Yonkers, NY — Rebates move merchandise and promote new products, so manufacturers like them—especially because they so seldom have to pay out: four of 10 people who qualify for a manufacturer’s rebate never collect, says Consumer Reports in the March issue.

“Rebates are aggravating because they make you work hard for your money” said Tod Marks, senior editor at Consumer Reports, “It’s easier to do nothing, but if you want your money back you’ve got to get off the sofa and do paperwork—and plenty of it.”

To be sure, rebates claims make consumers work. Consumers must gather the serial number, sticker or label, original receipt, UPC code, and box top; fill out (letter-perfectly) an official rebate form, all by a tight deadline. The last requirement is patience: and after all this, it can take eight to 12 weeks to get the refund.

Fraud is the biggest reason behind the exacting process, but Consumer Reports found some good news: some businesses are streamlining the rebate process. Best Buy, Circuit City, and others, let you apply electronically and check the rebate status online.

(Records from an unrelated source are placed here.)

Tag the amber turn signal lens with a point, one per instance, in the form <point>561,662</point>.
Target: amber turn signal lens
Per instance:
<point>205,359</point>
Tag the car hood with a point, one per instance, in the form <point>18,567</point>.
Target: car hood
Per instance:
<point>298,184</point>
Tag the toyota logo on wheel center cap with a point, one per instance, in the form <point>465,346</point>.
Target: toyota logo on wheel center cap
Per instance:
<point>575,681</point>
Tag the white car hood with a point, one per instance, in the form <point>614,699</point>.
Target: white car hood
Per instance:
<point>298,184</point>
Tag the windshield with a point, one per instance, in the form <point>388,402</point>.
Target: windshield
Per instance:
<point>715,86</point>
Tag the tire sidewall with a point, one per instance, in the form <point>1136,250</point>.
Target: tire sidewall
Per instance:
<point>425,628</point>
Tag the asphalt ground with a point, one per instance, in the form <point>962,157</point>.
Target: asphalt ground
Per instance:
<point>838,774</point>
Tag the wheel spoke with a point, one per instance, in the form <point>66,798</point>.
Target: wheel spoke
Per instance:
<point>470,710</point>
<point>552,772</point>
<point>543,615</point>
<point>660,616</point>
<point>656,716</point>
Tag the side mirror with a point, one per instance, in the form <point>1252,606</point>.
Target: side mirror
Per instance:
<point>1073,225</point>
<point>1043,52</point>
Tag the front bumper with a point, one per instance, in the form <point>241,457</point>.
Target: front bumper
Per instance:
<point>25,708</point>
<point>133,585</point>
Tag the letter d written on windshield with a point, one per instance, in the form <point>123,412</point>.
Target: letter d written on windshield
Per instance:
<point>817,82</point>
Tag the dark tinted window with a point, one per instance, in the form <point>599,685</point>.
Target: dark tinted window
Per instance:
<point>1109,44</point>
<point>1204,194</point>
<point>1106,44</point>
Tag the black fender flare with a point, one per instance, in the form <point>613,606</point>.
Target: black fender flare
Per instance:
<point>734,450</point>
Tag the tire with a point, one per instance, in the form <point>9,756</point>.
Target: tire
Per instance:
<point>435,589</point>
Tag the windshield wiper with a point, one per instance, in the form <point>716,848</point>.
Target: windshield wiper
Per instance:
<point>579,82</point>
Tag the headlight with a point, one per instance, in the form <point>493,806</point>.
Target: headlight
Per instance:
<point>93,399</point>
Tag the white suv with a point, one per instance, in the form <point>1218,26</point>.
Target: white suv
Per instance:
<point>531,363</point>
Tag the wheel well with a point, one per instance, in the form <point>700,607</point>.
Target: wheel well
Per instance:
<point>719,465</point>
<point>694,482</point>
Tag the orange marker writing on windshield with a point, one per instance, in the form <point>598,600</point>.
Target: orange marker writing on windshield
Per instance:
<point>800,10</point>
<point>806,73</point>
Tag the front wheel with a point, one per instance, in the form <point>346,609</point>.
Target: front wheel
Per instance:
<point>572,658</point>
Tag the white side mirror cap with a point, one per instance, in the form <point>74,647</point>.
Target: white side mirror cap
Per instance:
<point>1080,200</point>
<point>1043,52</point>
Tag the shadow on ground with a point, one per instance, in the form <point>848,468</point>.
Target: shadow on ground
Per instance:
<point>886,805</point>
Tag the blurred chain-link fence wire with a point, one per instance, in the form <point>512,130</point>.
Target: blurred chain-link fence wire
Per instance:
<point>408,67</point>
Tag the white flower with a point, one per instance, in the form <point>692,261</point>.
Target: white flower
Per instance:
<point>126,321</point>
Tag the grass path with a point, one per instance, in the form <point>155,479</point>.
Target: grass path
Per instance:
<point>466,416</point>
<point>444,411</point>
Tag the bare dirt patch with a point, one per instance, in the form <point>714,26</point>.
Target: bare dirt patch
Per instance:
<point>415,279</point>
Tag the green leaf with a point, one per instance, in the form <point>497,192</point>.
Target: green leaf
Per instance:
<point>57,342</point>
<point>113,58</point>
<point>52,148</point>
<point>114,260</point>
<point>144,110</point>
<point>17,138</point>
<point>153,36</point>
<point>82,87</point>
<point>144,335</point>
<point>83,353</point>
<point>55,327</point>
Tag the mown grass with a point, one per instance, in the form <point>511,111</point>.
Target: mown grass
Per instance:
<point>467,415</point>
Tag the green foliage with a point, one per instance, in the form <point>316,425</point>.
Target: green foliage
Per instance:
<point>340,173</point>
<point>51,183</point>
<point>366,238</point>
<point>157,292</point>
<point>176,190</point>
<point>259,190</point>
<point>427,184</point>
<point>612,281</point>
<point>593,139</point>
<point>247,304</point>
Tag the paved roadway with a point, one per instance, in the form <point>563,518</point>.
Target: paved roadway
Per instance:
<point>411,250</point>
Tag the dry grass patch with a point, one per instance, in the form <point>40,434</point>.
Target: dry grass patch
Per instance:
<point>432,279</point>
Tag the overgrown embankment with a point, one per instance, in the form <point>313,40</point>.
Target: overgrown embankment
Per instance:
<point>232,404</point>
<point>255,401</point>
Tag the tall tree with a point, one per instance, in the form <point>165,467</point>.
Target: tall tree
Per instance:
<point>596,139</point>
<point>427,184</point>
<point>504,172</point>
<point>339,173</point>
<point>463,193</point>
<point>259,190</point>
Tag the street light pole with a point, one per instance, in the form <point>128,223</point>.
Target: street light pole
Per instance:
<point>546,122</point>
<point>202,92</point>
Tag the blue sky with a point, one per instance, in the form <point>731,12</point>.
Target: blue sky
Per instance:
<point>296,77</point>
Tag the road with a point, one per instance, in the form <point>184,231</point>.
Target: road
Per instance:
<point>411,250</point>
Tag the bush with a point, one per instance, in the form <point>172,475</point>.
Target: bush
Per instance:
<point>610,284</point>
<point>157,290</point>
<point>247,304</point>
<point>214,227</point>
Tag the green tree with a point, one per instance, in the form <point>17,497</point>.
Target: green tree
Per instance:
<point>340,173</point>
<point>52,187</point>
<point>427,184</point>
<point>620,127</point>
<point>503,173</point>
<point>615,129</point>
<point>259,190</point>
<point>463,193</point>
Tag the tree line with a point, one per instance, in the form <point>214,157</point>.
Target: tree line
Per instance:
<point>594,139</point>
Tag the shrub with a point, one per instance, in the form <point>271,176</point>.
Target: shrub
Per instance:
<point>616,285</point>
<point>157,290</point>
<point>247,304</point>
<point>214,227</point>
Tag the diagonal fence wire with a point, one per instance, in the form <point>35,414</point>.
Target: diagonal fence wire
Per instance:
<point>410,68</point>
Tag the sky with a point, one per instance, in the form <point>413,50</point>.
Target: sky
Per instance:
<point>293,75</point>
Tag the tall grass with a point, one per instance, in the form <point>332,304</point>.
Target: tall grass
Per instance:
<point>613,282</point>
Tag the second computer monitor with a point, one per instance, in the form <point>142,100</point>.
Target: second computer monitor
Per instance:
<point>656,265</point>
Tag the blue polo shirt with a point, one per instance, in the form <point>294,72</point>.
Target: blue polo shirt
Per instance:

Consumer Reports offers the following tips to better your chance of successfully completing a rebate and getting your money back:

  • Read and understand rebate requirements, including deadlines, before making a purchase.
  • Make copies of all rebate materials and put everything in a file folder, in case the company rejects your rebate claim or loses your submission. A paper trail is critical if anything goes wrong. Write down on the cover of the folder in big letters the date when the refund is due.
  • Act quickly. If the rebate form is available online, be sure to print it out immediately after you buy the product. While you may have a few weeks to submit the claim, the official form may be removed from the Web site after the promotional period ends.
  • Submit rebate requests promptly. Don’t wait until the filing deadline. If the company informs you that something’s missing, the extra time will be necessary to gather the requested documentation before the clock runs out. It may sound silly, but also remember to put enough stamps on the envelope, in case the enveloped is oversized.
  • Keep a careful eye out for your rebate check, as it sometimes resembles junk mail.
  • If the rebate doesn’t arrive when promised or at all, contact the company and jot down the name of anyone you speak with. If the matter isn’t resolved to your satisfaction, file a complaint with the state’s Attorney General where the company is based or the Federal Trade Commission at or 877-382-4357.